Thu Feb 11 03:05:59 PST 2021

On Thu, 11 Feb 2021, Richard Duivenvoorde wrote:

> Hi Dev's,
>
> I had a discussion with a friend about the sometimes hard times a
> GIS-person has when handling/loading/viewing (using QGIS/GDAL)
> massive (vector/raster) datasets, versus the R/Data-mangling
> community.
>
> Ending with a conclusion that it seemed (to us) that data-scientists
> try to load as much (clean objects/multi dimensional arrays) data in
> memory as possible, while GIS peeps always use the 'let's make it
> some kind of feature object from first, and do lazy loading' way
> use.
>
> BUT I'm not sure about this, so: is there maybe somebody who held a
> presentation or wrote a paper on how, for example gdal, handles a
> huge point file vs R (memory/disk/io wise)?
>
> While historically the 'Simple Features'-paradigm has be VERY
> valuable for us, I'm questioning myself if there could be some 'more
> efficient' way of handling the every time growing datasets we have
> to handle... I envision a super fast memory-data viewer or so, so I
> can quickly view my 16 Million points in my Postgis DB easily (mmm
> probably have to fork QGIS 0.1 for this... QGIS started of as a
> 'simple' postgis viewer :-) )

My experience is limited to file-based data and machines
have grown to the point where the files will fit in memory.

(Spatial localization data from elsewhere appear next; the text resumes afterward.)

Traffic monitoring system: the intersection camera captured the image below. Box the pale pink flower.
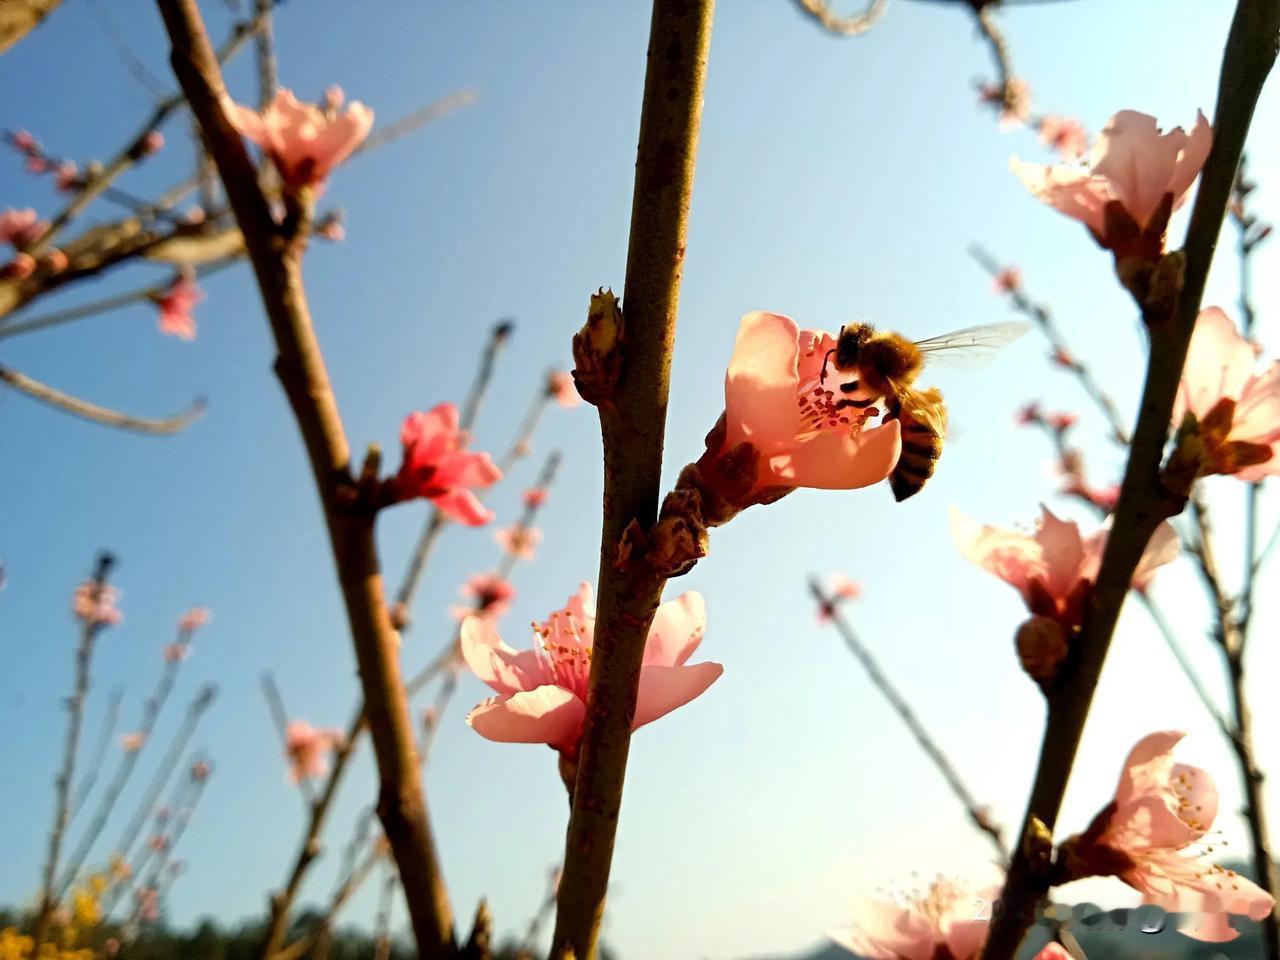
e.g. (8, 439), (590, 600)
(25, 155), (47, 174)
(1014, 401), (1042, 427)
(546, 370), (581, 408)
(284, 721), (345, 782)
(1012, 110), (1212, 257)
(1172, 307), (1280, 481)
(462, 582), (721, 755)
(991, 266), (1021, 295)
(140, 131), (164, 155)
(178, 607), (211, 633)
(11, 130), (36, 152)
(226, 87), (373, 189)
(54, 161), (78, 191)
(120, 732), (146, 753)
(393, 404), (502, 524)
(134, 886), (159, 923)
(0, 253), (35, 280)
(450, 573), (515, 623)
(1070, 732), (1274, 942)
(713, 312), (902, 495)
(164, 643), (190, 663)
(0, 208), (42, 248)
(522, 487), (549, 508)
(190, 760), (211, 781)
(73, 580), (123, 626)
(951, 506), (1179, 626)
(496, 524), (542, 559)
(829, 878), (993, 960)
(1037, 116), (1088, 159)
(155, 274), (203, 340)
(148, 834), (168, 853)
(1047, 411), (1078, 432)
(1032, 947), (1072, 960)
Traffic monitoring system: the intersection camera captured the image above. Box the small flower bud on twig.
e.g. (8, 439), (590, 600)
(571, 288), (623, 406)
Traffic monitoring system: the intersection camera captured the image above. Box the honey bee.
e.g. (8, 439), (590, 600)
(818, 321), (1027, 501)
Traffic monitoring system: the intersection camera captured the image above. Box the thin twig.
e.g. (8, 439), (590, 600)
(70, 686), (123, 822)
(790, 0), (889, 36)
(57, 632), (192, 900)
(0, 365), (205, 435)
(1134, 591), (1229, 737)
(356, 90), (479, 156)
(260, 673), (315, 806)
(33, 553), (115, 945)
(0, 285), (163, 341)
(809, 577), (1009, 863)
(971, 244), (1129, 443)
(253, 0), (276, 108)
(156, 3), (456, 953)
(551, 1), (714, 955)
(980, 3), (1278, 955)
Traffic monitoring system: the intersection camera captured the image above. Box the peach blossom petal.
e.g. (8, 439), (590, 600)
(725, 311), (804, 451)
(768, 419), (902, 490)
(1168, 110), (1214, 212)
(631, 662), (723, 730)
(433, 489), (495, 526)
(1009, 157), (1109, 235)
(832, 899), (935, 960)
(466, 686), (585, 751)
(1173, 308), (1257, 421)
(1091, 110), (1183, 229)
(1233, 362), (1280, 445)
(642, 591), (707, 667)
(943, 919), (988, 960)
(459, 616), (545, 696)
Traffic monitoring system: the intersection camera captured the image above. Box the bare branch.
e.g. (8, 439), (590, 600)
(0, 364), (205, 435)
(790, 0), (889, 36)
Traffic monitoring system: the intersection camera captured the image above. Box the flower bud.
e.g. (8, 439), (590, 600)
(1015, 615), (1068, 686)
(571, 288), (623, 406)
(1, 253), (36, 280)
(141, 130), (165, 156)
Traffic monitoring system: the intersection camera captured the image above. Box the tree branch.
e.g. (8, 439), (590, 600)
(979, 2), (1279, 955)
(550, 1), (714, 955)
(790, 0), (889, 36)
(154, 1), (455, 953)
(0, 364), (205, 435)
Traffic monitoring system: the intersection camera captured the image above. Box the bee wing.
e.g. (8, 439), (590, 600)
(913, 321), (1030, 369)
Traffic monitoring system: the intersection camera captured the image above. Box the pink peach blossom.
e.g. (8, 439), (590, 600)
(164, 643), (190, 663)
(1172, 307), (1280, 481)
(141, 130), (164, 155)
(120, 733), (146, 753)
(190, 760), (211, 781)
(450, 573), (515, 623)
(155, 274), (203, 340)
(178, 607), (211, 633)
(951, 506), (1178, 625)
(522, 487), (549, 508)
(461, 582), (722, 755)
(1015, 402), (1043, 427)
(42, 248), (68, 274)
(496, 524), (542, 559)
(226, 87), (373, 189)
(1047, 411), (1078, 432)
(394, 404), (502, 524)
(1073, 732), (1275, 942)
(715, 312), (902, 495)
(11, 130), (35, 152)
(829, 878), (993, 960)
(284, 721), (344, 782)
(991, 266), (1021, 295)
(1012, 110), (1211, 255)
(317, 218), (345, 242)
(134, 887), (159, 923)
(1037, 116), (1088, 159)
(1050, 347), (1076, 369)
(55, 161), (78, 191)
(148, 834), (168, 853)
(0, 209), (42, 248)
(73, 580), (123, 626)
(816, 573), (860, 622)
(547, 370), (581, 408)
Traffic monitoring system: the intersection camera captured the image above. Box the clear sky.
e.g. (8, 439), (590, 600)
(2, 1), (1279, 958)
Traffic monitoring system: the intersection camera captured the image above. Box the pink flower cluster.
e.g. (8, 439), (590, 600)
(155, 273), (203, 341)
(450, 573), (516, 623)
(284, 721), (345, 782)
(72, 580), (123, 627)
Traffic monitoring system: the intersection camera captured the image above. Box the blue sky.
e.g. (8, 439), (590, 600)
(2, 1), (1279, 958)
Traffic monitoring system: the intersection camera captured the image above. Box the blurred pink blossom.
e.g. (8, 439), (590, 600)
(1, 253), (35, 280)
(450, 573), (515, 623)
(0, 208), (44, 248)
(190, 760), (211, 781)
(522, 487), (549, 508)
(393, 403), (502, 524)
(991, 266), (1021, 295)
(73, 580), (123, 626)
(547, 370), (581, 407)
(829, 878), (993, 959)
(54, 161), (78, 191)
(284, 721), (345, 782)
(1047, 411), (1078, 432)
(178, 607), (211, 633)
(1037, 116), (1088, 159)
(226, 87), (373, 189)
(141, 130), (164, 155)
(496, 524), (542, 559)
(121, 732), (146, 753)
(461, 582), (720, 755)
(155, 273), (203, 340)
(1014, 402), (1043, 427)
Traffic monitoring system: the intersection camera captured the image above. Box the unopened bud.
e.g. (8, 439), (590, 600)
(1016, 615), (1068, 686)
(1, 253), (36, 280)
(571, 288), (623, 405)
(141, 130), (165, 156)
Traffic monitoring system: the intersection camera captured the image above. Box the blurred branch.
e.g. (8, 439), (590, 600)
(809, 577), (1009, 863)
(70, 686), (123, 821)
(973, 244), (1128, 443)
(790, 0), (888, 35)
(33, 553), (115, 945)
(980, 2), (1278, 955)
(0, 364), (205, 435)
(0, 284), (164, 341)
(156, 1), (456, 954)
(253, 0), (276, 107)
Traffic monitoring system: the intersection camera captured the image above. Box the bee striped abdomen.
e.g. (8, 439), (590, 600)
(888, 388), (946, 502)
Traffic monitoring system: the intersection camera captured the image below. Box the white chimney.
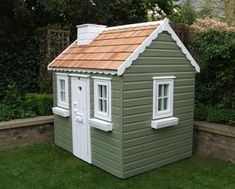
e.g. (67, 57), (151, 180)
(76, 24), (106, 45)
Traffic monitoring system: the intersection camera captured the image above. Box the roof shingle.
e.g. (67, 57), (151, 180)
(48, 24), (159, 71)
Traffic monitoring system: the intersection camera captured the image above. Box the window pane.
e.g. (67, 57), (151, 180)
(60, 79), (65, 90)
(103, 99), (107, 113)
(60, 91), (65, 102)
(158, 85), (162, 97)
(103, 85), (107, 98)
(164, 84), (168, 96)
(96, 83), (109, 114)
(158, 99), (162, 111)
(98, 84), (107, 98)
(164, 98), (168, 110)
(98, 85), (102, 97)
(98, 99), (103, 111)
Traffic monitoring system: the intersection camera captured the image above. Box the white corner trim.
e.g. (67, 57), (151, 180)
(89, 118), (113, 132)
(92, 76), (112, 80)
(69, 73), (90, 78)
(117, 18), (200, 75)
(52, 107), (70, 117)
(151, 117), (179, 129)
(152, 76), (176, 80)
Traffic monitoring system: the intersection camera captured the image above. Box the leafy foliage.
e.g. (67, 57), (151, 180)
(170, 3), (197, 24)
(0, 0), (174, 100)
(195, 104), (235, 126)
(26, 93), (53, 116)
(0, 84), (52, 121)
(190, 29), (235, 108)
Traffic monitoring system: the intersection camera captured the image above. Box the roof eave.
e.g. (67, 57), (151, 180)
(48, 67), (118, 75)
(117, 18), (200, 75)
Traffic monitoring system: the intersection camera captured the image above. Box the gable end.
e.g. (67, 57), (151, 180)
(117, 18), (200, 75)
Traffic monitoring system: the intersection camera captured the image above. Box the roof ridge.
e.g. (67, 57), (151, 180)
(105, 20), (164, 31)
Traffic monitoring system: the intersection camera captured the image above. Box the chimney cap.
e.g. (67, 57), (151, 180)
(76, 23), (107, 45)
(76, 24), (107, 28)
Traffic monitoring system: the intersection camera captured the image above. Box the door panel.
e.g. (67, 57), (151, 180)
(71, 76), (91, 163)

I have written a couple of device drivers (not yet released)
for raster file formats which seem designed for memory-mapped
read access. Although functions like VSIFReadL support
reading from memory-based files, I have not found a way to
use memory-mapping in a driver.
This makes me wonder whether I end up with three copies of the map in
memory in addition to whatever is needed for the screen display;
one in the Linux file-system cache, one in the driver
and one (or perhaps two) in the gdal library and QGIS ?

I haven't looked, and perhaps should, to see whether QGIS
reads a map once into whatever format it finds best (possibly compressed),
keeps each map open and reads areas as needs, or repeatedly opens, reads
and closes each map.
Without knowing that, it isn't clear which map decompressions and
memory to memory copies are necessary.

-- 
Andrew C. Aitchison					Kendal, UK
 			andrew at aitchison.me.uk